It was called "Tiger proofing" at the time, though lengthening the course seemed to play into his power game. But they added trees in several key spots, too, notably on the seventh and 11th holes, where he has had consistent trouble over the ensuing years.
"We all made a joke about needing to Tiger-proof these courses," ESPN's Andy North said. "They've done that in some way at Augusta National."
Woods last won at Augusta in 2005. In sports terms, that is an aeon. Moreover, how long ago was that on the personal front?
He had been married exactly six months. A lot of personal and professional water has passed under Augusta's Hogan Bridge since then. Much of it muddy.
4. Tee shots
Accuracy off the tee, never his strong suit, has become more important. Sure, the rough at Augusta is minimal, but enough of it can be found, and Woods has not exactly been dissecting fairways during his otherwise torrid spring.

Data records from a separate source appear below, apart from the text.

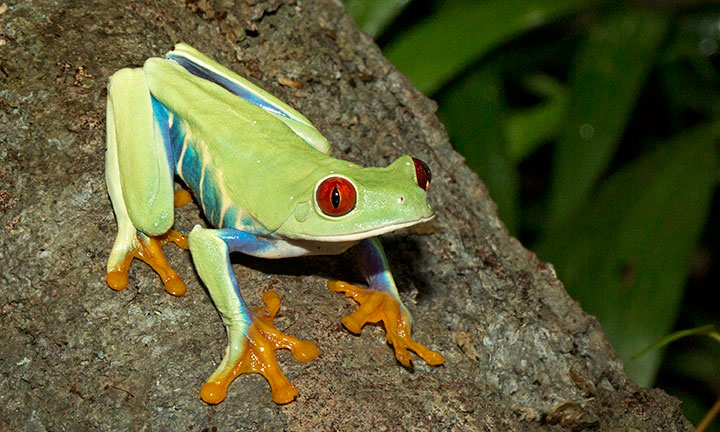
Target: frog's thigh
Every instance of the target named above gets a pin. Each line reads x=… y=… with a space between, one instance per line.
x=138 y=167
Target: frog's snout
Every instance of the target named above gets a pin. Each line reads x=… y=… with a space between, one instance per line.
x=423 y=175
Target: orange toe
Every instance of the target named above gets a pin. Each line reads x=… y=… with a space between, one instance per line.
x=376 y=306
x=263 y=339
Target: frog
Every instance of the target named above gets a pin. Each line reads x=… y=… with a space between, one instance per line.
x=264 y=178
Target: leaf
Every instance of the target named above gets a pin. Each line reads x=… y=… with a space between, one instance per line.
x=459 y=33
x=374 y=16
x=625 y=256
x=606 y=80
x=706 y=330
x=472 y=111
x=527 y=129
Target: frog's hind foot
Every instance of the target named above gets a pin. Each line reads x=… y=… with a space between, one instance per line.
x=376 y=306
x=149 y=250
x=258 y=355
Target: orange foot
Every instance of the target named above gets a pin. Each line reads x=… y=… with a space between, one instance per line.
x=262 y=339
x=378 y=306
x=149 y=250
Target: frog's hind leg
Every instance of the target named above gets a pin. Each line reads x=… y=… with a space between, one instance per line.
x=139 y=181
x=252 y=337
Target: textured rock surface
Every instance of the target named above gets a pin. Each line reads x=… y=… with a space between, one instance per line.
x=74 y=355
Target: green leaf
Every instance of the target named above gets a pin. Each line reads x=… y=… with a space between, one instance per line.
x=459 y=33
x=374 y=16
x=625 y=256
x=527 y=129
x=606 y=80
x=472 y=111
x=706 y=330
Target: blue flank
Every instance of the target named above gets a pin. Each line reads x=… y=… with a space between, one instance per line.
x=239 y=241
x=192 y=173
x=161 y=117
x=378 y=274
x=228 y=85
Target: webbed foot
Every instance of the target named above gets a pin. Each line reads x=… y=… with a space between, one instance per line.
x=378 y=306
x=149 y=250
x=258 y=356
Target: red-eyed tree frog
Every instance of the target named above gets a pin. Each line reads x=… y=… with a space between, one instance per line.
x=264 y=179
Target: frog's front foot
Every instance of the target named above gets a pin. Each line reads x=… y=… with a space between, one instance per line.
x=258 y=341
x=149 y=250
x=376 y=306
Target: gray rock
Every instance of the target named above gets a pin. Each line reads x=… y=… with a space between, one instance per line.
x=74 y=355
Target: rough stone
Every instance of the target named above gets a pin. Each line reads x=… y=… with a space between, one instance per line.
x=74 y=355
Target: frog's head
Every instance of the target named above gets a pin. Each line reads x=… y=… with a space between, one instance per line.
x=350 y=202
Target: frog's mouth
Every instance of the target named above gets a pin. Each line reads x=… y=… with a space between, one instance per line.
x=357 y=236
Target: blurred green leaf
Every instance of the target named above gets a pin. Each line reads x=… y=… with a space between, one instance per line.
x=527 y=129
x=472 y=111
x=374 y=16
x=607 y=77
x=439 y=47
x=625 y=256
x=706 y=330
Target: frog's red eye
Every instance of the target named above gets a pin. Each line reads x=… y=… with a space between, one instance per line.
x=422 y=173
x=336 y=196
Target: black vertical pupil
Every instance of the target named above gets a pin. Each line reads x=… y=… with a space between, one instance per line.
x=335 y=198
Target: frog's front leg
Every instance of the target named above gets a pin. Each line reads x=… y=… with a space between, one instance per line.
x=139 y=178
x=252 y=337
x=380 y=302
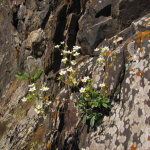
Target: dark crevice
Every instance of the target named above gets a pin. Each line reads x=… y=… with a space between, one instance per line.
x=46 y=17
x=15 y=17
x=106 y=11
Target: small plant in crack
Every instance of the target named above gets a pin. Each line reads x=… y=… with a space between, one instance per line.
x=91 y=103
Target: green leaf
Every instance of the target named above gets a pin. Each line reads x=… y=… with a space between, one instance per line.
x=84 y=118
x=88 y=117
x=95 y=104
x=105 y=105
x=97 y=99
x=99 y=121
x=106 y=100
x=92 y=121
x=20 y=76
x=37 y=75
x=88 y=111
x=93 y=95
x=87 y=99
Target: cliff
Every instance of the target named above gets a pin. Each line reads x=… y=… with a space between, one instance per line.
x=30 y=30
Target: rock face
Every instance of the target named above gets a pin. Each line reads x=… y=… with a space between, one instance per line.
x=30 y=30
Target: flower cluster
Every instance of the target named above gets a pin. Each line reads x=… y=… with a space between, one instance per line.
x=90 y=100
x=39 y=108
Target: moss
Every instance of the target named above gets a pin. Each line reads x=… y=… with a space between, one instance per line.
x=3 y=128
x=37 y=138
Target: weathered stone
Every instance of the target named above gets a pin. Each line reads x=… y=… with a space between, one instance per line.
x=28 y=25
x=36 y=42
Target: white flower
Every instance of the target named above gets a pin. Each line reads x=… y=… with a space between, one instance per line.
x=87 y=77
x=62 y=72
x=76 y=54
x=76 y=47
x=70 y=69
x=74 y=50
x=37 y=111
x=96 y=50
x=84 y=80
x=119 y=39
x=32 y=85
x=73 y=62
x=64 y=60
x=74 y=81
x=82 y=90
x=32 y=89
x=44 y=88
x=24 y=99
x=69 y=52
x=102 y=85
x=105 y=49
x=57 y=46
x=48 y=102
x=62 y=42
x=65 y=52
x=39 y=107
x=100 y=59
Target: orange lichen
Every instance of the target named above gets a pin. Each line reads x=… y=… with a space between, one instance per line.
x=80 y=59
x=139 y=40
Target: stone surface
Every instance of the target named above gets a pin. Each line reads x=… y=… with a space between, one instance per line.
x=37 y=26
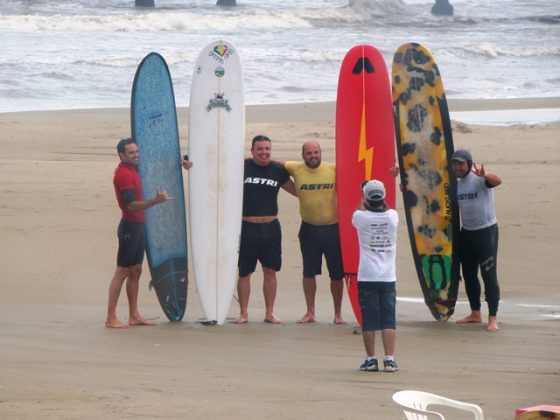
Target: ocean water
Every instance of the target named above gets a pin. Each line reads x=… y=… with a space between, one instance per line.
x=63 y=54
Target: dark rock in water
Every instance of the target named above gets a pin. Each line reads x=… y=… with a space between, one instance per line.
x=442 y=8
x=144 y=3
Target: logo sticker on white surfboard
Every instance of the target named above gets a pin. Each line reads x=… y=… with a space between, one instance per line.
x=221 y=53
x=218 y=102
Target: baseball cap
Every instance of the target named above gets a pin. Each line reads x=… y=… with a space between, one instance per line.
x=374 y=190
x=462 y=155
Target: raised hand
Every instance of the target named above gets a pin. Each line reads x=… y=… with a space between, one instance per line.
x=479 y=171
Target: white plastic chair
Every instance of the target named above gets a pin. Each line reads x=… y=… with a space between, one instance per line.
x=416 y=405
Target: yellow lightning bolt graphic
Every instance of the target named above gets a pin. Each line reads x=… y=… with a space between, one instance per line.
x=365 y=153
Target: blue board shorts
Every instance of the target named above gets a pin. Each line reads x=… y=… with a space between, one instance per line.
x=378 y=302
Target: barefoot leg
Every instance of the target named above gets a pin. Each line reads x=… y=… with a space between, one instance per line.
x=474 y=318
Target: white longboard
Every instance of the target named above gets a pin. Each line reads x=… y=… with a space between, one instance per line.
x=216 y=143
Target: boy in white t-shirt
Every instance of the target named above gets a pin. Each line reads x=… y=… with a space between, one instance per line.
x=376 y=225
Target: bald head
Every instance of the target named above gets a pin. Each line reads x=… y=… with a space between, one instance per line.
x=311 y=153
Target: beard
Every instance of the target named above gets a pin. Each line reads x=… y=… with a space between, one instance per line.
x=313 y=163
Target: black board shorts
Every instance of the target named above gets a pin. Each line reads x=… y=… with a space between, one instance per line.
x=132 y=243
x=260 y=242
x=316 y=241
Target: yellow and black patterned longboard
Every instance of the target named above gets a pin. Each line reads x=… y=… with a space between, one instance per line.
x=424 y=148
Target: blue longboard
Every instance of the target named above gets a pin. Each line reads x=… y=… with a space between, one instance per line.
x=154 y=127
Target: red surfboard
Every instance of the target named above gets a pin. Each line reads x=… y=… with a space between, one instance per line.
x=365 y=146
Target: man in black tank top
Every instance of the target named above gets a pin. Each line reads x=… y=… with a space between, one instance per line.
x=261 y=235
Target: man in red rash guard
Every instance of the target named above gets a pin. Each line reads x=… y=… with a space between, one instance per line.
x=132 y=243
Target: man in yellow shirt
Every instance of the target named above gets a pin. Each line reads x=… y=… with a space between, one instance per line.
x=318 y=234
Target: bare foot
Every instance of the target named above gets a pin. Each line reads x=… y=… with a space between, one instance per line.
x=271 y=319
x=307 y=318
x=473 y=318
x=115 y=323
x=133 y=322
x=492 y=324
x=241 y=319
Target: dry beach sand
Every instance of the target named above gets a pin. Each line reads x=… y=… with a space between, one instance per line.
x=58 y=218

In his three US wins, he finished 17th, 30th and 71st in driving accuracy for the week, putting more pressure on his putter.

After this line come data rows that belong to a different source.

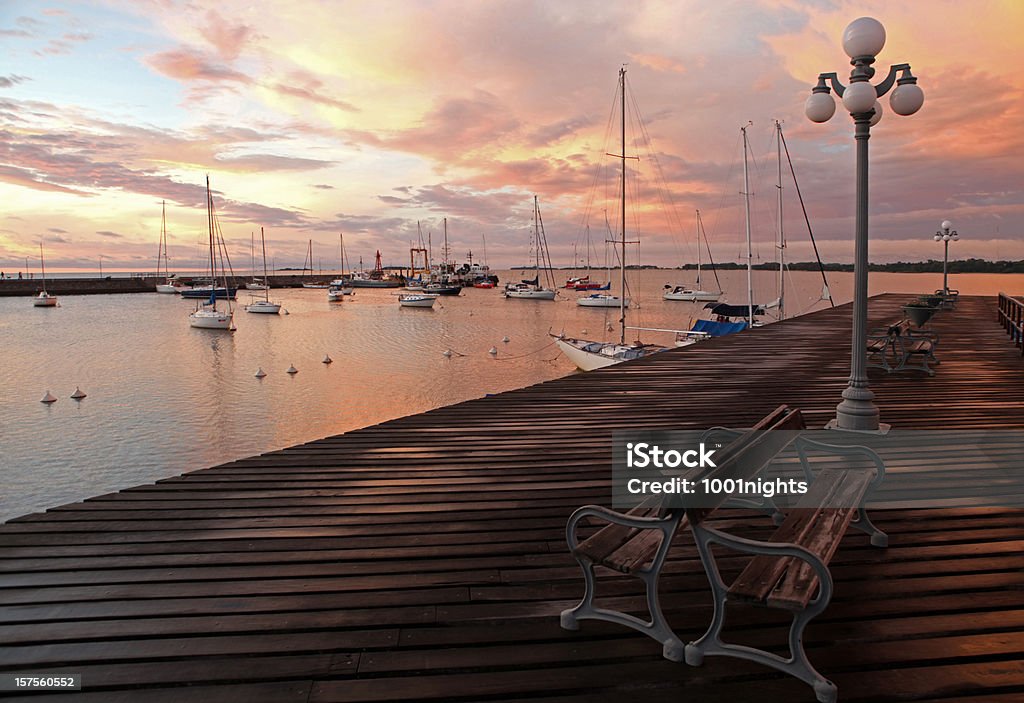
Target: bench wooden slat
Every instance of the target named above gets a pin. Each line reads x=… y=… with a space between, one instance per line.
x=750 y=453
x=785 y=581
x=615 y=539
x=797 y=588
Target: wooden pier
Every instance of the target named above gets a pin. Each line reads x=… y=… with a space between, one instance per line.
x=424 y=559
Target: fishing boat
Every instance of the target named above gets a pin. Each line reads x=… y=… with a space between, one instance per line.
x=530 y=289
x=587 y=354
x=417 y=300
x=207 y=315
x=265 y=305
x=171 y=282
x=43 y=300
x=695 y=294
x=378 y=277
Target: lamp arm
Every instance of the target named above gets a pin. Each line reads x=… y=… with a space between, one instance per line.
x=834 y=79
x=884 y=87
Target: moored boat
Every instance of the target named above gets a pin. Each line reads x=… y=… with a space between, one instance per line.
x=417 y=300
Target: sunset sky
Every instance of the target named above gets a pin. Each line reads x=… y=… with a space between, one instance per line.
x=314 y=117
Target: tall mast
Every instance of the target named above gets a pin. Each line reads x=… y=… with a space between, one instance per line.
x=698 y=251
x=537 y=243
x=444 y=263
x=162 y=249
x=781 y=235
x=750 y=254
x=622 y=260
x=266 y=281
x=209 y=222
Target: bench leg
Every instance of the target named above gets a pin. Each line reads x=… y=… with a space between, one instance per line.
x=797 y=664
x=657 y=627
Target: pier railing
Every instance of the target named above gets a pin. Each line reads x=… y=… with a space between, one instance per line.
x=1012 y=318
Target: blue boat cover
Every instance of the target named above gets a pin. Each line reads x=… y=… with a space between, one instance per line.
x=718 y=328
x=727 y=310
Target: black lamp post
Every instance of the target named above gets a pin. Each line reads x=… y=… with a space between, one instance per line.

"We have not seen him drive the ball but just barely decent in those three wins," Strange said.
5. Bad omens
Is it a quirk of fate? Random happenstance? Sure, with three wins and the No 1 position reclaimed, Woods is riding as high as ever at this point in a season, but what does it really mean as it relates to winning the Masters?
The current scenario is a familiar one. The other three times that Woods won thrice before the Masters - in 2000, 2003 and 2008 - he fell short at Augusta.